Purpose of review: Primary HIV-1 infection is usually initiated by viruses with an exclusive affinity for the C-C chemokine receptor type 5 (CCR5) coreceptor. Viral variants that are also able to bind the C-X-C chemokine receptor type 4 (CXCR4) coreceptor arise during the course of the disease in about 50% of the infected individuals and their emergence is associated with a faster disease progression. In this article we provide a historical overview of the events that led to the discovery of the relationship between viral phenotype, coreceptor tropism and pathogenesis.
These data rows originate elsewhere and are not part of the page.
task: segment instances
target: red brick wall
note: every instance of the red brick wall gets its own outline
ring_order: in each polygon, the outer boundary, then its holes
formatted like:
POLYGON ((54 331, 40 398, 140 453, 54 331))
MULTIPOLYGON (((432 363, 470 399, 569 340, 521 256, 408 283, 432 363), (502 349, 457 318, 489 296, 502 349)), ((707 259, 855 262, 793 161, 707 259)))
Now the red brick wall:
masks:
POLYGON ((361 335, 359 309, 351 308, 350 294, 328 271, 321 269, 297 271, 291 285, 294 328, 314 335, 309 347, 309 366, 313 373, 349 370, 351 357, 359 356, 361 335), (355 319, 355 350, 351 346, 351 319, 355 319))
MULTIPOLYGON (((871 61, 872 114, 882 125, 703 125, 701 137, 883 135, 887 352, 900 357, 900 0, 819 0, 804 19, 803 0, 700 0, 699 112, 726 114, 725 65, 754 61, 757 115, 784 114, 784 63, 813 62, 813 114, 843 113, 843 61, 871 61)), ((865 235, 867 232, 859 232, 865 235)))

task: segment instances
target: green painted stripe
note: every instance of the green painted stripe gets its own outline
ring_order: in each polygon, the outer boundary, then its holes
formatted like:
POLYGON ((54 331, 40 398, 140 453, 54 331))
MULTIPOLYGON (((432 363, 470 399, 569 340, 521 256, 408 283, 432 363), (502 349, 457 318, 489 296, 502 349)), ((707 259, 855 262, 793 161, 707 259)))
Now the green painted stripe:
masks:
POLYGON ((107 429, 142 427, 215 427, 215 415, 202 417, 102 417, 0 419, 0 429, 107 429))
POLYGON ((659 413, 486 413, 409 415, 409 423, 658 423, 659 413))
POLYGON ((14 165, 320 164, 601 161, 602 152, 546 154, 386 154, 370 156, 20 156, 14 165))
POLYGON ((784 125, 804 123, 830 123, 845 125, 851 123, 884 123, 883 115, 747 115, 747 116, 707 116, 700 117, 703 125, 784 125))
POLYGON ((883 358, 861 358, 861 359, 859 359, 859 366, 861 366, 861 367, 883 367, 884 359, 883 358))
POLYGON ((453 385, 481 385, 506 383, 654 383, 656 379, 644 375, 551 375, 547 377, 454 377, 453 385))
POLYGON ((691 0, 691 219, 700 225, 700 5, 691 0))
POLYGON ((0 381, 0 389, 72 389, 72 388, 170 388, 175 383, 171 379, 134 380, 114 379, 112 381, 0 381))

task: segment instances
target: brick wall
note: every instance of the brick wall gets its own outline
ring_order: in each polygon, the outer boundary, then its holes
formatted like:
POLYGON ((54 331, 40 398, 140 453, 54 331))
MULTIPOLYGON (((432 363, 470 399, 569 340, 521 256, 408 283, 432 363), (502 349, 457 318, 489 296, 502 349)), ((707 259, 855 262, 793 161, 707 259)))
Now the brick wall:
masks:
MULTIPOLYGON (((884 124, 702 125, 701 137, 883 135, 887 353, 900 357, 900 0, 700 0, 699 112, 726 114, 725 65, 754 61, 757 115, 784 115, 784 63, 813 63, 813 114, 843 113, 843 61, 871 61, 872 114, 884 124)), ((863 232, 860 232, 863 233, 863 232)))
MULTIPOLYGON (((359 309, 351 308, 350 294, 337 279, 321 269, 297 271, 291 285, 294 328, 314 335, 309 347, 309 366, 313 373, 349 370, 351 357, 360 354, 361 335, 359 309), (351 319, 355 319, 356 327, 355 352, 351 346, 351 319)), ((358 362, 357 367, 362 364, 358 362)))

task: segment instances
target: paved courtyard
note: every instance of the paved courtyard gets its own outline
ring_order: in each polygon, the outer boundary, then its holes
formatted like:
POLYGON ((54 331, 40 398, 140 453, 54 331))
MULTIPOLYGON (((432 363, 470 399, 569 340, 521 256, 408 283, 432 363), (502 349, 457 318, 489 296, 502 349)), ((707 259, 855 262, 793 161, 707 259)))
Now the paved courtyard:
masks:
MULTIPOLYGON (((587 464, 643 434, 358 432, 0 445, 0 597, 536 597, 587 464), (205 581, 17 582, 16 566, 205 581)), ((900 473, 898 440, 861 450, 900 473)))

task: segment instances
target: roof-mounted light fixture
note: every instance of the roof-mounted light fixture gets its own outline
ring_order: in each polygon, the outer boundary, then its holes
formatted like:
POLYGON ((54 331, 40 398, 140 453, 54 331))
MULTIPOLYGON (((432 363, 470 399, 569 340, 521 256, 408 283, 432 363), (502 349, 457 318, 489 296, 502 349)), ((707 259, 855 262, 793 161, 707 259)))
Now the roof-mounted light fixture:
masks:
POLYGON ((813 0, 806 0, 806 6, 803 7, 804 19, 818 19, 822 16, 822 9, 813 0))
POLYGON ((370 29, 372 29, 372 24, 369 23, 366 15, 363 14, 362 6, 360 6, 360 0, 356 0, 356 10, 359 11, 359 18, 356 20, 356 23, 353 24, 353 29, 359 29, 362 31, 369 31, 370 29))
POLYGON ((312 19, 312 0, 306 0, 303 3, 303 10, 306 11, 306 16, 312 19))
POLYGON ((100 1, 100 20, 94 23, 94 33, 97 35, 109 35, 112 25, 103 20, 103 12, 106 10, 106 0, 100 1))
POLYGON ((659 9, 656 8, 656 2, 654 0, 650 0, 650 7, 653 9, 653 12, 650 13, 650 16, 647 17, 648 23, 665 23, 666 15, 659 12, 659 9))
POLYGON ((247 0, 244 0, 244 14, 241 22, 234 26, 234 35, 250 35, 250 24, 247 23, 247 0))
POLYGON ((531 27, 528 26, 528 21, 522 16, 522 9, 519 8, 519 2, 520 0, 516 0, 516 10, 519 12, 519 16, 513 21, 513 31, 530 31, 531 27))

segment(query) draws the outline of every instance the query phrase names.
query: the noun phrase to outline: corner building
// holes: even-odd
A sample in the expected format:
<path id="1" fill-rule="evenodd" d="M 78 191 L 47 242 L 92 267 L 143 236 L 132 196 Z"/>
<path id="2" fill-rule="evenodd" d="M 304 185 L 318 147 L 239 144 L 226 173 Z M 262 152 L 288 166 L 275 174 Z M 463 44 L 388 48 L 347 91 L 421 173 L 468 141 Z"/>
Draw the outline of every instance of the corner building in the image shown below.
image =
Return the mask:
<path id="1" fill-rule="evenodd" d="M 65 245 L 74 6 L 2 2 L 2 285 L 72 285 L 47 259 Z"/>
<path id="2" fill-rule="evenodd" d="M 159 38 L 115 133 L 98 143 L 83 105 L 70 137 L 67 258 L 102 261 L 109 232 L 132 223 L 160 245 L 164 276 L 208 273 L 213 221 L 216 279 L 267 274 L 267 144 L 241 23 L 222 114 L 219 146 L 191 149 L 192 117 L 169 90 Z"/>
Recent findings: The prevalence of CCR5 and CXCR4-using viruses differs from study to study, but overall percentages of CXCR4 use fluctuate between 2.0 and 63.0%. The association between coreceptor use and disease stage is recognized, with the lowest X4 prevalence in seroconverters and the highest in the final stage of the disease. Up to date there are insufficient arguments to support an impact of coreceptor tropism on response to combined antiretroviral therapy (cART) or an impact of cART on coreceptor tropism evolution.
Summary: This review provides an overview of available data on coreceptor use in the different stages of the HIV-1 infection process. Although it is clear that CXCR4-using viruses emerge during the course of infection, the driving forces and mechanisms behind coreceptor switch remain largely unknown.